Il convient de rappeler que seuls des agissements fautifs peuvent constituer une concurrence déloyale, aucune société commerciale ne pouvant se prévaloir d’un droit privatif sur ses clients et tous les concurrents étant libres de démarcher ceux-ci sous réserve de respecter les usages loyaux du commerce.
Le démarchage de la clientèle d’un concurrent, y compris par un ancien salarié, n’est donc pas par principe constitutif de concurrence déloyale. Il n’en est autrement que s’il est accompagné de procédés déloyaux.
Le premier juge a procédé à une analyse complète des pièces produites par la SAS Vidanges services à l’appui de sa prétention et a estimé à juste titre que les éléments produits étaient insuffisants à rendre vraisemblables les agissements abusifs allégués et à caractériser ainsi le motif légitime exigé par l’article 145 du code de procédure civile.
Les pièces communiquées en cause d’appel ne sont pas de nature à remettre en cause cette analyse.
Il convient de rappeler que les anciens salariés de la SAS Vidanges services, MM. [G] [Y] et [D] [E], ne sont pas liés à celle-ci par une clause de non-concurrence et avaient donc la possibilité, après leur départ, de créer une société ayant une activité concurrente.

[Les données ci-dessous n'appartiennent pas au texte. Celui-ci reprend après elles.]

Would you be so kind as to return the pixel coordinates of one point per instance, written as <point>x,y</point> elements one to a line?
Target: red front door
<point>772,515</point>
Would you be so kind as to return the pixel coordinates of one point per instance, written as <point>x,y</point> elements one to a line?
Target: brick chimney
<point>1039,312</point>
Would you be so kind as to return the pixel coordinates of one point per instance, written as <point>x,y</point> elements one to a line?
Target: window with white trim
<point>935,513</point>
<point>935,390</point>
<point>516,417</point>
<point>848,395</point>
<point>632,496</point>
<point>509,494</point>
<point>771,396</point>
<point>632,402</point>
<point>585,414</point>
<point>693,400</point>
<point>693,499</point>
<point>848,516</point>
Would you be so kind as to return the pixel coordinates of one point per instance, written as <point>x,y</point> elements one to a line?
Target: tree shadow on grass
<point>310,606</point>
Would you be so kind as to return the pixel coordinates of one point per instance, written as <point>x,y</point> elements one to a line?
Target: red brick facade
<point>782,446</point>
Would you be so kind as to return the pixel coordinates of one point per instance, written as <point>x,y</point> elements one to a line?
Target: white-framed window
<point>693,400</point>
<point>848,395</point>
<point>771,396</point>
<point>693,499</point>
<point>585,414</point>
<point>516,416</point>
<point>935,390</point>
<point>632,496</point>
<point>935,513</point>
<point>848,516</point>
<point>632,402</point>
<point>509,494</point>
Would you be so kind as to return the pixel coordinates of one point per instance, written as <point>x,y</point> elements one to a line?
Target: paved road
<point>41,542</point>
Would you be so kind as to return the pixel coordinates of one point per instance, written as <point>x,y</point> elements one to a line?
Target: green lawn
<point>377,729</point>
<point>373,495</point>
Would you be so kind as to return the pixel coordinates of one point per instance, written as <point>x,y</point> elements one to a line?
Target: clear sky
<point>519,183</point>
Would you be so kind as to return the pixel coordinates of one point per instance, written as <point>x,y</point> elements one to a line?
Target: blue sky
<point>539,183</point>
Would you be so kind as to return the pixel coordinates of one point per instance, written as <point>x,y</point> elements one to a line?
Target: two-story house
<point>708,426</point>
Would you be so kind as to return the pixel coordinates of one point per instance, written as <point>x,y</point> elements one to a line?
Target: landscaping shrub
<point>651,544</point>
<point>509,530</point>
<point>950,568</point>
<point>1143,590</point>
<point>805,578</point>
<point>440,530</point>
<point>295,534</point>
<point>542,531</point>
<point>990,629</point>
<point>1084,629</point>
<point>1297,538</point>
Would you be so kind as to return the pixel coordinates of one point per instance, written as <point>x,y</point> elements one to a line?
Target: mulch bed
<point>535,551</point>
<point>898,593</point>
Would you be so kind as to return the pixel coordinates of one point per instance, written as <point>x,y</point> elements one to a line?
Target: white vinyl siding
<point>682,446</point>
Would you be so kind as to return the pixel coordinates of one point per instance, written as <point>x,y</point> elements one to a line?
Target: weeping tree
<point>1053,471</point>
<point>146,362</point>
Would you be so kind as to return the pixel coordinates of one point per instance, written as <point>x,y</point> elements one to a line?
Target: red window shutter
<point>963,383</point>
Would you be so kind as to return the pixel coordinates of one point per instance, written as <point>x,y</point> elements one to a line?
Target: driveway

Ils ont constitué et démarré l’activité de leur entreprise postérieurement à leur démission de la SAS Vidanges services
Les investigations menées sur les anciens ordinateur et téléphones portables utilisés par les deux anciens salariés, relatées dans le constat d’huissier du 20 janvier 2022, n’ont pas fourni d’élément exploitable. Elles n’ont révélé aucun élément permettant de soupçonner un éventuel pillage des fichiers clients et autres données commerciales et administratives de la SAS Vidanges services. Le seul fait que l’ordinateur a été totalement réinitialisé le 1er décembre 2020, soit avant le départ de M. [E], n’est pas probant.
La similitude des documents d’intervention et conditions générales utilisés par les deux sociétés litigieuses n’apparaît pas anormale au regard du fait qu’elles exercent une activité quasi identique. L’intimée communique d’ailleurs en pièce n°25 le bon d’intervention d’une société concurrente, dénommée Techn Immo, qui est également similaire aux documents utilisés par les parties.
Il ne peut donc être déduit de cette circonstance que la SARL VAS 3D a volé les trames et fichiers administratifs de l’appelante.
Les démarches accomplies antérieurement à la rupture de leur contrat de travail par MM. [Y] et [E] pour préparer la création de leur future société, en particulier l’obtention d’informations tarifaires auprès d’un fournisseur référencé par la SAS Vidange services, ne constituent pas des actes illicites.
Par ailleurs, les tarifs pratiqués par la SARL VAS 3D ne sont pas anormalement bas. Le fait qu’ils soient de manière générale légèrement inférieurs à ceux de la SAS Vidanges service n’est pas significatif.
Le tribunal a également considéré à juste titre que la mention ‘Vidange Assainissement Services’ sous la dénomination sociale ‘VAS 3D’ figurant sur les documents commerciaux de cette dernière n’était pas de nature à créer une confusion entre les deux sociétés concurrentes. Aucun fait de parasitisme n’est susceptible d’être reproché à ce titre.
Il n’existe pas non plus d’indice susceptible d’accréditer la thèse d’un débauchage abusif de salariés de la SAS Vidanges services.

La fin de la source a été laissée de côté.